17 Nov 2009 | A 20 anos da caída do muro, a crise econômica, as guerras, as convulsões sociais e a recuperação da classe operária, logo de três décadas de retrocesso e ofensiva burguesa, estão recriando as condições para que a perspectiva da revolução social volte a estar colocada na luta dos explorados, superando os anos de reação ideológica e política que seguiram ã (...)

No dia 9 de novembro os representantes de governos imperialistas, entre eles Angela Merkel, Nicolas Sarkozy, Gordon Brown e Hillary Clinton, junto com outros convidados como o presidente russo Dimitri Medvedev, o último presidente soviético Mikhail Gorbachev e Lech Walesa, foram os protagonistas do chamado “Festival da Liberdade”, em que os chefes do mundo capitalista decidiram celebrar o 20 aniversário da caída do muro de Berlim. Seus discursos estiveram cheios de referências a esse acontecimento com a “abertura de uma nova época” de “liberdade e democracia”.

Depois da caída do muro e a desintegração entre setembro e dezembro de 1989 dos regimes stalinistas da Europa do Leste, desatou-se uma furibunda propaganda capitalista que buscava capitalizar em todos os terrenos a derrubada do mal chamado “socialismo real”. Os 20 anos transcorridos desde esse acontecimento se caracterizaram por uma ofensiva ideológica e política contra o marxismo. A passagem da burocracia stalinista ás filas da restauração, foi acompanhada por um giro neoliberal das direções reformistas da classe operária. Uma parte importante da esquerda caiu no desconcerto e na desmoralização. Desacreditou-se a idéia da revolução social e se instalou como sentido comum a falta de alternativa ao capitalismo. Fukuyama anunciava seu já célebre “fim da História”, que significava a universalização inevitável e sem obstáculos da economia de livre mercado e da democracia liberal.

Ainda que sem o descalabro de Fukuyama, os principais meio de comunicação e os intelectuais do sistema aproveitaram a ocasião para reafirmar a idéia do “fracasso do socialismo”. Agitando o fantasma do “totalitarismo”, buscam forjar um novo consenso de que com suas “imperfeições” e “injustiças” – leia-se milhares de milhões de famintos e pobres, opressão nacional, exploração, guerras imperialistas – sempre é preferível a democracia capitalista a qualquer tentativa dos explorados de criar seu próprio governo, que dão por suposto que inevitavelmente conduzirá ao estabelecimento de uma ditadura burocrática. Inclusive alguns (como o filósofa argentino Feimann) que se permitem “suspeitar” à luz dos fatos que a “democracia é a ditadura do capital”, - suspeita que devemos dizer, vem atrasada alguns séculos -, colocam seu empenho em demonstrar que a ditadura do proletariado, como governo da maioria da população explorada e oprimida contra a minoria opressora, foi um “delírio teórico” de Marx e um pecado político da revolução russa de 1917. Mas esta operação ideológica é absolutamente insuficiente para disfarçar a realidade de que o triunfo burguês obtido com a restauração capitalista na Europa do Leste, Rússia e China, junto com a ofensiva neoliberal, permitiu ao capitalismo um respiro de curto alcance. Hoje a economia mundial atravessa sua pior crise desde a Grande Depressão de 1929, gerada no coração do sistema, os Estados Unidos. Esta crise está desnudando o caráter do capitalismo como um sistema de exploração e opressão, desmentindo nos fato os discursos ideológicos de seus apologistas.

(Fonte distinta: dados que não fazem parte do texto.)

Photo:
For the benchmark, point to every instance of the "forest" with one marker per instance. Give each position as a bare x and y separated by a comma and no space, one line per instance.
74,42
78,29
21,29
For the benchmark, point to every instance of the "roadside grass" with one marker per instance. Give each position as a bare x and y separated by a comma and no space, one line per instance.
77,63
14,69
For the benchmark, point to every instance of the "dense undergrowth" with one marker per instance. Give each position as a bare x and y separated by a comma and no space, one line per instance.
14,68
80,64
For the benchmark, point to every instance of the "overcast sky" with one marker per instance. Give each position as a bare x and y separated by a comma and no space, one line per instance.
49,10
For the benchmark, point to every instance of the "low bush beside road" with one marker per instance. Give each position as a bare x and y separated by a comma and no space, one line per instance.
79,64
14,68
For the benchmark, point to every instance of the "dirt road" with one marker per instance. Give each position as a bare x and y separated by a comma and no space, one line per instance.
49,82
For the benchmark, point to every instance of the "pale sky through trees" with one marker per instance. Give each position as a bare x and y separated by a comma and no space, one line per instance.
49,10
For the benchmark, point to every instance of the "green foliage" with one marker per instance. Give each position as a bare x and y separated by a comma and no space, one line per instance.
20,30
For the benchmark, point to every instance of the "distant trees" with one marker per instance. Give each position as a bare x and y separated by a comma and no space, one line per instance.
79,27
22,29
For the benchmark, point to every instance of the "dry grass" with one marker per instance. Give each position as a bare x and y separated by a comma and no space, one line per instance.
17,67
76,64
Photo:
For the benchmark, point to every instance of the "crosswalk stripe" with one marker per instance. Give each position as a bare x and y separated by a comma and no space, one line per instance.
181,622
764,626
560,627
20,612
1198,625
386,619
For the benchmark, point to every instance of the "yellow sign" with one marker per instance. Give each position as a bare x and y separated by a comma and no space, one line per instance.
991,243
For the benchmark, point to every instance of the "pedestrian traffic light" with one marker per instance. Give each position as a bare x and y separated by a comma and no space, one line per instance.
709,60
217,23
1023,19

Enquanto os governos salvam da quebra com dinheiro público ã elite financeira e aos grandes monopólios, que seguem fazendo seus grandes negócios a custo de aumentar sideralmente a dívida estatal, milhões de pessoas são empurradas ao desemprego e ã pobreza.

Longe de representar o “mundo da liberdade” a Europa e o Estados Unidos tem reforçado suas fronteiras transformando-as em verdadeiras fortalezas. Os mesmo governantes imperialistas, que celebram a queda do muro de Berlim, são os que levantam diariamente novos muros e constroem campos de concentração contra os imigrantes dos países semicoloniais, aos que o capitalismo afunda na miséria. E como se faltasse algo, toleram a construção do muro com o que o Estado de Israel pretendem fechar em guetos ao povo palestino.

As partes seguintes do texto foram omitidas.